喊出口的一瞬間,曾新瑤的表情怎麽形容呢,穿衣鏡見過沒有?放平了拿把大錘往上一砸,差不多就那樣。

簡而言之,就是裂開了。

她震驚地緩緩往下移動目光,看了一會兒自己的肚子,又緩緩擡起頭,看著我。

臥槽,她好像誤會了什麽。

我想解釋,但她的慈愛含淚的眼神讓我確實張不開嘴。

不管咋樣,總算能坐下來好好說話了。

曾新瑤問我為什麽冒險回來,我下意識地看了看自己尚且平坦的小腹,曾新瑤敏感地發現了這一點,她又高興又有點不高興,握著我的手,全然是媽媽的語氣:“孩子爸爸是誰,有照片嗎?讓我看看。”

突然,孟琿那句話在我腦海中閃了一下。

一切都是既定的結果。

我很想笑,這個時候有人敲門,門外傳來熟悉的男性聲音:“老婆,我給你買了你想吃的水果。”

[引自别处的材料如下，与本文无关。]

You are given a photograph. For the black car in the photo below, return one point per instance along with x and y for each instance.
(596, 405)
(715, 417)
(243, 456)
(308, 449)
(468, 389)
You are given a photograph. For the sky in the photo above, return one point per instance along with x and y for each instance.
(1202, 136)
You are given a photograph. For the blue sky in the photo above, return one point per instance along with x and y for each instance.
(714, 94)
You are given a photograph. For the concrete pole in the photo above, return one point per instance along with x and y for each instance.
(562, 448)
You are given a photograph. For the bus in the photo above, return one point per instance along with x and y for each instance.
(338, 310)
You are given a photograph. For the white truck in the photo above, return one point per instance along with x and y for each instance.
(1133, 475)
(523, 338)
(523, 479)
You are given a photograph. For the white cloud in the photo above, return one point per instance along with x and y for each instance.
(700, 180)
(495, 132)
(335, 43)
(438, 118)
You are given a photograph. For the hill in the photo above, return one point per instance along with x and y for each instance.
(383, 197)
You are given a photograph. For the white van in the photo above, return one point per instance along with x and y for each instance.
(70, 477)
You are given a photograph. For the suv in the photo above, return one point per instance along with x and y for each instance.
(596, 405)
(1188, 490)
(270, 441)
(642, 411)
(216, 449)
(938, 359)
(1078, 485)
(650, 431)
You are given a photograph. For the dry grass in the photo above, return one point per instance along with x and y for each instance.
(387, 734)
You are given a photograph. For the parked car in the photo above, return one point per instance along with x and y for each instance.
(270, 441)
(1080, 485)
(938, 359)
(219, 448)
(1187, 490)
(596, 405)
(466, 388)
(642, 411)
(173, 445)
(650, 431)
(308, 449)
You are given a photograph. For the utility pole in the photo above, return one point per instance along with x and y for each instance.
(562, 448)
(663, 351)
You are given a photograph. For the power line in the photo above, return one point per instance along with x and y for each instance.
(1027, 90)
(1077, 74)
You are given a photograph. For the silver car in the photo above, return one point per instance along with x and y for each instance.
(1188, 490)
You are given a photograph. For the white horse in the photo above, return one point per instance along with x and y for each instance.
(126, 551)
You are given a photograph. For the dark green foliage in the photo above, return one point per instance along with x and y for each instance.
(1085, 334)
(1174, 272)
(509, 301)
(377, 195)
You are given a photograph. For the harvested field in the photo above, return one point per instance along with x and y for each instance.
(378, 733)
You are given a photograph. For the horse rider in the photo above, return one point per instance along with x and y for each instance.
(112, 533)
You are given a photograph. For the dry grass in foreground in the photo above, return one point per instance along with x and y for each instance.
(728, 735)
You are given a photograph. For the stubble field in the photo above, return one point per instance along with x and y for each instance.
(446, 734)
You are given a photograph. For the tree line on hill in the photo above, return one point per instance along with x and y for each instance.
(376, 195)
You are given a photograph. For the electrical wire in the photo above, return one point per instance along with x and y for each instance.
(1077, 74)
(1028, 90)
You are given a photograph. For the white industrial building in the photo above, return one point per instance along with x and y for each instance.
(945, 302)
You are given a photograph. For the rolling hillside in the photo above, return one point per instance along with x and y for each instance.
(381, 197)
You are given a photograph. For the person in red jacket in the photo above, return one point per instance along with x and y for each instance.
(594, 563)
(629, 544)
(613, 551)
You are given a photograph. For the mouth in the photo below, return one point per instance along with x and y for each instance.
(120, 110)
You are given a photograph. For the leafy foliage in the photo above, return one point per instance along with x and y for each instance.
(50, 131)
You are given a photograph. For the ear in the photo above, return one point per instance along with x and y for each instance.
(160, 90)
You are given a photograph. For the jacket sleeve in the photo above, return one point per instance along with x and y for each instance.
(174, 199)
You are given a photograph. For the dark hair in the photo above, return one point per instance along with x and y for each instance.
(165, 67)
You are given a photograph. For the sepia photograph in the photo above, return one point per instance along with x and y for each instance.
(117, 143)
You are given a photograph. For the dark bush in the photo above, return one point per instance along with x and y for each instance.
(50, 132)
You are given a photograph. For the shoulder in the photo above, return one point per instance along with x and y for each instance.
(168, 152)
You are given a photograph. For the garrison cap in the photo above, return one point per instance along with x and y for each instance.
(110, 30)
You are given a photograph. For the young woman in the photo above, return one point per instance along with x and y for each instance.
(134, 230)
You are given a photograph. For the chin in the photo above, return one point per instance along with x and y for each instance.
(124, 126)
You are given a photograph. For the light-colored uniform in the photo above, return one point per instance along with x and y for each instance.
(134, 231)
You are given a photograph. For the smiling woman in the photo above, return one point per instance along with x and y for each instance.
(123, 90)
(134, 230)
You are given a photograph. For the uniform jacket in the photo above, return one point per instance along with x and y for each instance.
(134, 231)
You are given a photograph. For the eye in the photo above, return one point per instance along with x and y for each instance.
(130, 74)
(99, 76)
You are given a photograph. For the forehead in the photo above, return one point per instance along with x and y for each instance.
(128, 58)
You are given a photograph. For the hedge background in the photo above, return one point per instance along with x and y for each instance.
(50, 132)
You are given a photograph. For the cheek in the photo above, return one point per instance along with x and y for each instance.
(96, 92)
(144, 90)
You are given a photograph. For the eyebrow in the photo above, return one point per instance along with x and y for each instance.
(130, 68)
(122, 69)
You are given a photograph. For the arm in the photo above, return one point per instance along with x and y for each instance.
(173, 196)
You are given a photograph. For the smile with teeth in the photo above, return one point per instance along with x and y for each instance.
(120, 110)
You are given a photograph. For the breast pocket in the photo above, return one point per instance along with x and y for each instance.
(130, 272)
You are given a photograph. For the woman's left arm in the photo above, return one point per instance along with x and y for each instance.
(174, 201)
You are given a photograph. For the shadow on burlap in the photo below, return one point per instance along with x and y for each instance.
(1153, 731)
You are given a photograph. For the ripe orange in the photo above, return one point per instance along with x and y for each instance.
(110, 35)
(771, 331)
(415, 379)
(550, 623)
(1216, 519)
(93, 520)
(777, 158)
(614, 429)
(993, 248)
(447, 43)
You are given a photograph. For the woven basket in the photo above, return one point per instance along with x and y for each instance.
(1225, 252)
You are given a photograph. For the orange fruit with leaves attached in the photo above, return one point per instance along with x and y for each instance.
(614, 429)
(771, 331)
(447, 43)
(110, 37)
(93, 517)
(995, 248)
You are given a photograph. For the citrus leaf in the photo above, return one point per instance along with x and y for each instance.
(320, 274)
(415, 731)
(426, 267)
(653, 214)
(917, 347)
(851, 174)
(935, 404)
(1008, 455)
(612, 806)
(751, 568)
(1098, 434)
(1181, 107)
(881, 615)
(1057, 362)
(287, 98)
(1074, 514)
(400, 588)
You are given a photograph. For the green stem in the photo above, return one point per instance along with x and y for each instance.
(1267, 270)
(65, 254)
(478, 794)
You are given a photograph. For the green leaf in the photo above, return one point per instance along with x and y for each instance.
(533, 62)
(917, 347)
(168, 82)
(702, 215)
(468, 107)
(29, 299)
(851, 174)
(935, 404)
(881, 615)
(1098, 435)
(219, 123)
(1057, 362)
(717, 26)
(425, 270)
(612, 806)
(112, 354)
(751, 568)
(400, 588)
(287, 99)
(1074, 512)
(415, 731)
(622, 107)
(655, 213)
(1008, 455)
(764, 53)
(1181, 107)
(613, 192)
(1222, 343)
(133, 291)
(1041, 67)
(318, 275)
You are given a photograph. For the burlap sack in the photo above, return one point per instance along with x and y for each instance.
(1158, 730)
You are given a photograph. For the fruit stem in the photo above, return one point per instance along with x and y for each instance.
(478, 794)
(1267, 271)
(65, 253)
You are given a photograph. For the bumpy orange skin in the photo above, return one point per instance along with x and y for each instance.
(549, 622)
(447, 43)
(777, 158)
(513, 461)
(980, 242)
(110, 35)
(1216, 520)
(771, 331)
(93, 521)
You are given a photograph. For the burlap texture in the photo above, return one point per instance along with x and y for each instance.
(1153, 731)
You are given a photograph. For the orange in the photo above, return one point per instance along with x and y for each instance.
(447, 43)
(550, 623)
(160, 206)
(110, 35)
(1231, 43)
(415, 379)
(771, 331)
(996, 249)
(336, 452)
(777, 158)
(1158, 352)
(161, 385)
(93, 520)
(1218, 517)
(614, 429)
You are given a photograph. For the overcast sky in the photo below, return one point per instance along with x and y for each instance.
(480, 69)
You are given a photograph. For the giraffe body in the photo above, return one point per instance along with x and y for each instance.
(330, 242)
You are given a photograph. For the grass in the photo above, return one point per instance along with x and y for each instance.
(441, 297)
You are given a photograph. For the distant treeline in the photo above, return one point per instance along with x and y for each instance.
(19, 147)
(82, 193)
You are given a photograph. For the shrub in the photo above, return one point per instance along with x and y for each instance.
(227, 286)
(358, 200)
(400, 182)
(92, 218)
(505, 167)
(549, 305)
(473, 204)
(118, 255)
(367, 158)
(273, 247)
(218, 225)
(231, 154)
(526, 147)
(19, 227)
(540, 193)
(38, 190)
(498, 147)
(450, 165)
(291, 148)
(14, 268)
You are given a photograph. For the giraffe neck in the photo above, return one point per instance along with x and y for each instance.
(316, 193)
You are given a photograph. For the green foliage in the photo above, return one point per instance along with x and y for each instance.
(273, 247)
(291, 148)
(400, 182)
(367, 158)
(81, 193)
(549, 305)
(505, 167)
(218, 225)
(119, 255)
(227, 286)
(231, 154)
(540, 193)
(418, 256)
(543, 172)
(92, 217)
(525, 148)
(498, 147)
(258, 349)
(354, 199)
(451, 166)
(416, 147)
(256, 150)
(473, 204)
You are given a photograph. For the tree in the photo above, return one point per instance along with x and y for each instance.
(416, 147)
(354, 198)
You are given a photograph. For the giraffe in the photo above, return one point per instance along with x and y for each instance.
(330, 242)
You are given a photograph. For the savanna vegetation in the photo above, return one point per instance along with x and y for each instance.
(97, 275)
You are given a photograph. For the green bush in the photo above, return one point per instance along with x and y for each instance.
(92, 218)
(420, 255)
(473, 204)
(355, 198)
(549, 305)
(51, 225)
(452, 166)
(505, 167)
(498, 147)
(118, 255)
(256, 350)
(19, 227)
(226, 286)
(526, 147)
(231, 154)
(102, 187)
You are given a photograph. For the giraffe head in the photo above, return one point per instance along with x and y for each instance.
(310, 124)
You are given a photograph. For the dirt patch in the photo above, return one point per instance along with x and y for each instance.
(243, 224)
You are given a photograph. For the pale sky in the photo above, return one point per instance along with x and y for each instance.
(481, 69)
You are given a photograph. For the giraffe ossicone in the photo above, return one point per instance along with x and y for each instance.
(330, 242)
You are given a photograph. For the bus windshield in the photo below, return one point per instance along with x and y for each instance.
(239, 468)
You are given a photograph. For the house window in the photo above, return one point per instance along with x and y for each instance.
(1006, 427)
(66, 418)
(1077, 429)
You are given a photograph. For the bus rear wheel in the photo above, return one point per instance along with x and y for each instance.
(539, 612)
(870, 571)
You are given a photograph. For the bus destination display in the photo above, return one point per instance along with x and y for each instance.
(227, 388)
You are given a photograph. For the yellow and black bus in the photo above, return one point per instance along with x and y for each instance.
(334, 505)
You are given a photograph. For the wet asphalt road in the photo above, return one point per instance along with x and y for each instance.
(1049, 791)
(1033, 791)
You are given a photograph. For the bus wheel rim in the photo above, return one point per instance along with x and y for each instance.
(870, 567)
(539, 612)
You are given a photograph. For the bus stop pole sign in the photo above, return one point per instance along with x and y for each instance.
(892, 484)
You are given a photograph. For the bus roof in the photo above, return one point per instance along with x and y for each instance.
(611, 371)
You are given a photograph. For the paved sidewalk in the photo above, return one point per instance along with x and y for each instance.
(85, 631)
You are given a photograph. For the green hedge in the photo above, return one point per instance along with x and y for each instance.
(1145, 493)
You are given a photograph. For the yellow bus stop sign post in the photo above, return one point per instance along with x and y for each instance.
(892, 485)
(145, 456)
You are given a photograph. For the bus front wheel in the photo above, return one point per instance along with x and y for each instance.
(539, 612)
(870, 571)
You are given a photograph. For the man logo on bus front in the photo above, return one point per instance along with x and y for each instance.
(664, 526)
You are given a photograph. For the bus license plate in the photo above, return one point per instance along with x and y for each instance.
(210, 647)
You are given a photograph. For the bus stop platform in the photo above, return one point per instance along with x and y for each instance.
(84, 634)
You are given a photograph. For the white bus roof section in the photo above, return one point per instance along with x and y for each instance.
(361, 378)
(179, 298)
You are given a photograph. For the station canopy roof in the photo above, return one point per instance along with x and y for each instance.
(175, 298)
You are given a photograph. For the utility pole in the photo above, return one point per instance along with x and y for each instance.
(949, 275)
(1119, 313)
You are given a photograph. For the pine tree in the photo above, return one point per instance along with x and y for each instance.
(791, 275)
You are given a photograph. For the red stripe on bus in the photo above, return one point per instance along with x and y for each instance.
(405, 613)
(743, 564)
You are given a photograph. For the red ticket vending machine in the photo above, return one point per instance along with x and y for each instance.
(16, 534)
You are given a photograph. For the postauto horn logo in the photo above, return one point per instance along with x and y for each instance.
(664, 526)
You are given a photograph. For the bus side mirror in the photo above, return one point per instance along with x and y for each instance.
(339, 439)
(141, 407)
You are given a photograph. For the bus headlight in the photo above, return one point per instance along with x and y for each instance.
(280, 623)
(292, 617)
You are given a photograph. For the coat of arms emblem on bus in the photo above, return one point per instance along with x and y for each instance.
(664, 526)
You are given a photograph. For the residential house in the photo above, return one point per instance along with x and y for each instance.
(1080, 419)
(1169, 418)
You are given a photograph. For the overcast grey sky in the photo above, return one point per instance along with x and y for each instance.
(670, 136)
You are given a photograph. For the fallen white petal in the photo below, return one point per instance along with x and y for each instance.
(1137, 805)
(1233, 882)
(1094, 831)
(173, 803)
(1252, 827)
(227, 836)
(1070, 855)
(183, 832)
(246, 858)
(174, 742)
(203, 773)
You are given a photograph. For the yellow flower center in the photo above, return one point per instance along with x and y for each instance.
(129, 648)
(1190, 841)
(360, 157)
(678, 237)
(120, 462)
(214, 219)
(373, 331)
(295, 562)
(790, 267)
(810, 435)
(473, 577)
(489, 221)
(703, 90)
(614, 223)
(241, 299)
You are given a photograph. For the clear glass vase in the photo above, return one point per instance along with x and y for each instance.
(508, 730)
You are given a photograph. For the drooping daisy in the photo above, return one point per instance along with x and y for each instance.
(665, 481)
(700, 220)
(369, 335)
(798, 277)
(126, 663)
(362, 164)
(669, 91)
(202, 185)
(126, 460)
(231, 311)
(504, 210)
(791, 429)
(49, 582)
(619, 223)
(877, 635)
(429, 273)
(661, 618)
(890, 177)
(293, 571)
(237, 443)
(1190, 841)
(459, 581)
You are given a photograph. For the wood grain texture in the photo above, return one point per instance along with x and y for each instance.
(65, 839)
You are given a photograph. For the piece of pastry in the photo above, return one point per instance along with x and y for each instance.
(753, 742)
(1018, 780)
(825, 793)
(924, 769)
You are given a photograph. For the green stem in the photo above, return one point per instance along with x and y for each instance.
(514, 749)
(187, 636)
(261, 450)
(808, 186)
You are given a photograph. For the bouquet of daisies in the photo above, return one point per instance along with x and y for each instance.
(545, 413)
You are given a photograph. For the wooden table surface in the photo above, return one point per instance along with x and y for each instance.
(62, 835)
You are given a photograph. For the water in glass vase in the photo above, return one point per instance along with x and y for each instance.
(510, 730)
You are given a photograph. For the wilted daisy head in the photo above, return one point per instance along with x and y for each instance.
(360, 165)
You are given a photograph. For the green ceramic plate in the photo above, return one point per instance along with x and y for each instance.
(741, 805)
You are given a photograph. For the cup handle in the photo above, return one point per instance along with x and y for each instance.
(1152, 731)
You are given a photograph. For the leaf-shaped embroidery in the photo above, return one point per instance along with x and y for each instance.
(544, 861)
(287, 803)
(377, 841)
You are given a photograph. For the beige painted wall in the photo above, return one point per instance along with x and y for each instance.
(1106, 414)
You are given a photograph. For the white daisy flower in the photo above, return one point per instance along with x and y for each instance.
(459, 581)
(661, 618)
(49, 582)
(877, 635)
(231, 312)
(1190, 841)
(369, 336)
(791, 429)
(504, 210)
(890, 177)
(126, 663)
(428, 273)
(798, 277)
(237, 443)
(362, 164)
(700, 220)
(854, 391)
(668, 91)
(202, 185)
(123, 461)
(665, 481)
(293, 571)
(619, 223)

“馬上來,”聽見老公的聲音,曾新瑤像想到什麽,促狹地對我說,“你就裝作是我朋友,見見你爸爸吧。”

我對她微笑,沒有答應也沒有拒絕。

門被打開,曾新瑤抱怨了一句:“公司那麽忙,幹嘛整天往這裏跑。”

“店員說你在見朋友,我還特意等了一會,你朋友呢?”男人問。

曾新瑤回身想指給他看,卻發現沙發上空空如也,半個人影也無,只有墊子上輕微的褶皺提醒她剛才的一切不是自己的錯覺。

孟琿一天心不在焉,提前回到家看見尤瑛坐在陽臺看相冊,才放下懸著的心。

“晚上想吃什麽?”他脫下大衣問。

沒動靜。

走到陽臺,他看了眼尤瑛正看著的相冊,正看見那張自己年幼時穿著古代女裝的藝術照。

孟琿無奈:“怎麽把它翻出來了?”

“你不知道啊?”我合上相冊,一本正經地說,“人家不都說孕期看點漂亮的人以後生的孩子也好看嗎?”

“那你照鏡子不就得了。”孟琿上道地接茬。

我微微笑了一下,孟琿以為我不舒服,要帶我去醫院。

我站起來,將相冊放好,伸了個懶腰:“別大驚小怪了,我要出去吃火鍋,走走走。”

身後傳來孟琿急匆匆的腳步聲和不住的囑咐:“你慢點。”

我搖頭晃腦的走在前面,心情好極了。